The physics involved is obviously too complicated for a mere humanities major to discuss in any intelligent way. The interesting thing is the disparity between the sheer amount of data with which the LHC deals, as compared with the scale of the (textual) data of the humanities. How can the LHC, in a single day, focussed on a highly specific set of questions, produce as much information as the literary output of humans represented by the Library of Congress? Why, in short, is the textual data of the humanities so much smaller than the data produced by the LHC?

It is, of course, in some ways a silly, completely naive question. But the differences, in size alone, of these two datasets are nevertheless instructive and worthy of consideration. We might oversimplify the matter, and say that the LHC’s data, collected from its sensors and culled by its arrays of servers, is fundamentally information-poor data. The challenge faced by the LHC project is sorting through the complexities of the data to find the relevant information that will allow physicists to answer the questions they have. Language, by contrast, is information rich–so rich that our challenge is not how to separate the wheat from the chaff, but how to deal with the sheer flood of information compressed in text.

It is this fact that explains the disparity in size between the LHC’s data and the textual record of the humanities. The textual data of the humanities comes “preorganized” by language. While our digital texts encode only strings, language fills texts with syntactic and semantic information of which our systems of markup are completely oblivious.

Martin Wattenberg at IBM’s Watson Research Center puts it well in his interview with Wired when he describes language’s ability to compress information:

Language is one of the best data-compression mechanisms we have. The information contained in literature or email, encodes our identity as human beings. The entire literary canon may be smaller than what comes out of particle accelerators or models of the human brain, but the meaning coded into words can’t be measured in bytes. It’s deeply compressed. Twelve words from Voltaire can hold a lifetime of experience.

What happens if we take this understanding of language seriously? How would it change the way we deal with textual data?

Right now we have plenty of digital texts available, but in order to get the information out of the textual data we have to read it. Right now, only by reading do we attend to the specifically linguistic nature of textual data. Existing text analysis technologies and techniques remain largely quantitative, relying on machine learning techniques to classify texts that are represented by vectors of frequency counts. Key sources of linguistic information, however, like syntax, remain fundamentally unexploited. We are still, in effect, discarding some of the most basic sources of textual information–such as the order in which the words occur (seriously).

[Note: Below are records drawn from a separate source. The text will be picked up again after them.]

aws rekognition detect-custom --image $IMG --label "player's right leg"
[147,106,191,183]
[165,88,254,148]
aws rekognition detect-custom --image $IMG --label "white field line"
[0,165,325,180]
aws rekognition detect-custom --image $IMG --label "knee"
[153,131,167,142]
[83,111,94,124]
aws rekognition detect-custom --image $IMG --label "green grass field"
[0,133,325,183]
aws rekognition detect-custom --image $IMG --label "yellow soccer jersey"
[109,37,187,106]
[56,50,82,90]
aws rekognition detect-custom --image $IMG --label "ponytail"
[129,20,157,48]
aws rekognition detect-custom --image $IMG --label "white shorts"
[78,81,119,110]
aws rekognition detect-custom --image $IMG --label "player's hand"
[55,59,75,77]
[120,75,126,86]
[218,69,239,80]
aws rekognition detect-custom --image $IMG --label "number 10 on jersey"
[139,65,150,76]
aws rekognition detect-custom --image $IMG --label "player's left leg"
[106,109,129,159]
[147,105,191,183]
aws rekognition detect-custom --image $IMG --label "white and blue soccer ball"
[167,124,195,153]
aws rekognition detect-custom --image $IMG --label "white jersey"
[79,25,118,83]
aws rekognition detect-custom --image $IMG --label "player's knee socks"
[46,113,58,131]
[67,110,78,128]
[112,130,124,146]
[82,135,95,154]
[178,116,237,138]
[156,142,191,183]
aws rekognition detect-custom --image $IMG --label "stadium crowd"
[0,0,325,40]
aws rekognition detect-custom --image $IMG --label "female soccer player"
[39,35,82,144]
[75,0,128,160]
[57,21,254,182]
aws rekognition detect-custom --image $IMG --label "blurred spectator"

One avenue, though admittedly crude, is to use a technique like part-of-speech tagging to supplement raw text with part-of-speech tags which provide a fuller, more information-rich digital representation of the linguistic data. By analysing such part-of-speech tags, taking them in pairs, or looking at where in a sentence they occur, we get some sense of how a writer uses language. We step, in short, over the threshold from a purely quantitative view of language use (e.g. how many times does “of” occur per thousand words? what are the most frequently occurring terms?), to a mode of analysis that is able to extract the sort of information that we, humans, are able to when we read. Such techniques are admittedly crude; but they begin to recapture the fundamentally linguistic nature of textual data which is too easily discarded in representations of natural languages. To truly capitalize on the information contained in textual data requires finding more ways to digitally attend to the specifically linguistic nature of textual data.

We are trying to read the finely wrought braille of language through the burlap sack that current digital tools offer. With the combination of natural language processing tools (such as POS taggers, parsers, etc) and ever-more sophisticated machine learning techniques, we may be able to get closer. Humanities data is not, necessarily, smaller–it is just more compressed.